The asterisk is virtually the only new piece of information revealed in the recent "Guidance on Communication of Drug Safety Information" issued by the FDA (see the press release).
First of all, this is a far cry from the Drug Watch Site proposed by the FDA in 2005 (see "FDA Drug Watch Site Guidelines").
Secondly, this is not an "easily accessible link" -- at least not from FDA's home page. On that page, I see a prominent link to "Recalls, Product Safety," which does NOT concern "emerging" safety information, but full-blown safety disasters! For the consumer and health care professional this is like closing the barn door AFTER the cows have left!
Go ahead -- try and find a link to the Index to Drug-Specific Information Web page on the FDA home page. I dare you! I also dare you to find a link there to the fabled MedWatch page, which is old wine that the FDA is recasting as new wine in this recent guidance. (The MedWatch link is there, but you'll have to look carefully for it.)
FDA abandoned the Drug Watch name and site "due to potential confusion between the proposed Drug Watch and FDA’s existing MedWatch program..." FDA no longer plans to use the name Drug Watch to describe the Web page that contains drug safety information. Instead it will use "Index to Drug-Specific Information."
OK, so now we've got an unwieldy URL, a forgettable name, and a "easily accessible" link that cannot be found. This is the new "transparency" that new FDA commish Dr. Andrew C. von Eschenbach is crowing about, albeit in a uncommunicative fashion according to Mark Senak over at Eye On FDA (see "Perception - Reality: The FDA and the Art of Communications"). Here's what mark wrote:
"The [New Jersey Star Ledger] interviewer asked Dr. von Eschenbach whether or not the criticism of the FDA over the past few years has been justified. His response: 'There is reality and then there's perception. Sometimes in this town those two things get confused. The point is, it doesn't matter. For me, if it is a perception, it is important....I want an agency in which people bring different points of view, divergent perspectives...At the end of the day, you make a decision.'Mark believes the FDA has a communications problem. He should know -- that's his business! I hope to talk about this during my podcast interview with Mark today at 1 PM Eastern time. For more about that, click here.
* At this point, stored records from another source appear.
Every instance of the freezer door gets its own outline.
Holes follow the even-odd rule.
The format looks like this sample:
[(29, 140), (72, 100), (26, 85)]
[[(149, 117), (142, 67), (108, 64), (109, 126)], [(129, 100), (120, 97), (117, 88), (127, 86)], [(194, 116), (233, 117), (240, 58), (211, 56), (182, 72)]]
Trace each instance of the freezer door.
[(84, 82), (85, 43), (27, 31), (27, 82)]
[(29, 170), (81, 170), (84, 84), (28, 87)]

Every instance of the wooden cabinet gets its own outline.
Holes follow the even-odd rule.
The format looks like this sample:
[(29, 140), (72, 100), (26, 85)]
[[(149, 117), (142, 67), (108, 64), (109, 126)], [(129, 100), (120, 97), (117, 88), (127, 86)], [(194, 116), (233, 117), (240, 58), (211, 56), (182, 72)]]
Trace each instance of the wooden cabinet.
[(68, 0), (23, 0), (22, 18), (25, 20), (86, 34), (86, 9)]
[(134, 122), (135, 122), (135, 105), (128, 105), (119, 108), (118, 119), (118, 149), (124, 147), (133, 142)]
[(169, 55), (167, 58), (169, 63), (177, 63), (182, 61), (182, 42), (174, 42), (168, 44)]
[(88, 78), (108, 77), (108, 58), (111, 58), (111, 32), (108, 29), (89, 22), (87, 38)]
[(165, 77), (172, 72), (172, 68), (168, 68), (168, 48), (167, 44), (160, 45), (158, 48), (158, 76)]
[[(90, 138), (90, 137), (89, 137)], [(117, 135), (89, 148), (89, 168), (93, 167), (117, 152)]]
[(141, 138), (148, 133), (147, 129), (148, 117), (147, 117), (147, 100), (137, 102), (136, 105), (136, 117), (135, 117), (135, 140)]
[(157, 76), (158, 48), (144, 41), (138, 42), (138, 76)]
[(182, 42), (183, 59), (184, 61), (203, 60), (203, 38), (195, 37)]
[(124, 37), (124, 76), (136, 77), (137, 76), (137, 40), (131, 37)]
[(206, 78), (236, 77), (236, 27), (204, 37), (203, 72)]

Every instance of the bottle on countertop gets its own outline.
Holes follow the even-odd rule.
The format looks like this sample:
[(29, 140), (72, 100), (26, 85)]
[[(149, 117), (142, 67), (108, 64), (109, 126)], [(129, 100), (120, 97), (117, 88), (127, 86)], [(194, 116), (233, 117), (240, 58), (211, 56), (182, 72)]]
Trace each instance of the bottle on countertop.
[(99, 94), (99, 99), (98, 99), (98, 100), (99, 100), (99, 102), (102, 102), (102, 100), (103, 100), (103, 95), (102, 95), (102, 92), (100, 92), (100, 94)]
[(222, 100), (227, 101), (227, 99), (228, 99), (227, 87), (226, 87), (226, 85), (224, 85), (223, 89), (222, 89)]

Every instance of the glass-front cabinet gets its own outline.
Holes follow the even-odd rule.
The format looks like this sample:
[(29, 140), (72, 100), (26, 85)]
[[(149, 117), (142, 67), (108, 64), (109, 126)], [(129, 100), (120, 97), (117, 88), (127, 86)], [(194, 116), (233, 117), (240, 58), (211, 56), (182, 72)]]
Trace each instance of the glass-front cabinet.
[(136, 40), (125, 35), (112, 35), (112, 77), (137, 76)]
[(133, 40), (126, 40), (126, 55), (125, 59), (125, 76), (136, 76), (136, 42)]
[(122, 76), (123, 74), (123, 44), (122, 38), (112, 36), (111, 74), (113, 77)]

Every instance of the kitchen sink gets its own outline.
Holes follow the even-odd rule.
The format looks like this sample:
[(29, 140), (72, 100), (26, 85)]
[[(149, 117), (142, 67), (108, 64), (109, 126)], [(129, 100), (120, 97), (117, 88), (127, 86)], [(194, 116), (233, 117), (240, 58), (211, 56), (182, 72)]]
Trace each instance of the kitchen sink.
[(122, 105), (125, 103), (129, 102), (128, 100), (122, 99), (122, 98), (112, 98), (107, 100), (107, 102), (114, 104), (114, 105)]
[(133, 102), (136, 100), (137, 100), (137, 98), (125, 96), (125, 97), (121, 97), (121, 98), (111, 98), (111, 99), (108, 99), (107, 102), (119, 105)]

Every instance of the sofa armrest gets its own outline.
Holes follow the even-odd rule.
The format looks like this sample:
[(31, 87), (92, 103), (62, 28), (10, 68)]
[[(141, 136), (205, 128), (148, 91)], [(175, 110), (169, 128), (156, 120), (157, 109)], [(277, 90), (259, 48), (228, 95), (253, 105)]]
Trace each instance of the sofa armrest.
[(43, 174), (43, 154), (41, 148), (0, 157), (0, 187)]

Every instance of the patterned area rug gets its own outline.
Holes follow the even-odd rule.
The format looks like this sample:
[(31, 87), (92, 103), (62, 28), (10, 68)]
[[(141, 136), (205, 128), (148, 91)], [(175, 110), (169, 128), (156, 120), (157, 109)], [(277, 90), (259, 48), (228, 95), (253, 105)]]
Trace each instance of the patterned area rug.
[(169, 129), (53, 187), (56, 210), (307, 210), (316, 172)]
"Reality and perception aren't the only things confused. What the heck does that mean? Does it mean anything?"
If the head of FDA cannot even communicate a simple idea, how successful do you think the FDA will be in communicating the complicated emerging drug safety information to the public? They offer nothing innovative, just a rehash and reorganization -- bad re-organization at that -- of what they've been doing for years. And what they've been doing for years is inadequate -- even according to the FDA!
One other small error in communication that I have found in the Guidance: an inaccurate URL for the MedWatch page. The Guidance directs us to "www.fda.gov/medwatch/safety" to find this page. Go ahead, click on it and see what you get.
FDA Confuses Perception with Reality
The "perception" -- in FDA's head at least -- is that it has achieved its "goal of issuing, in the first quarter of 2007, final guidance on communicating important drug safety information" (press release), but the "reality" is that it has done practically nothing to actually advance the communication of drug safety information to the public.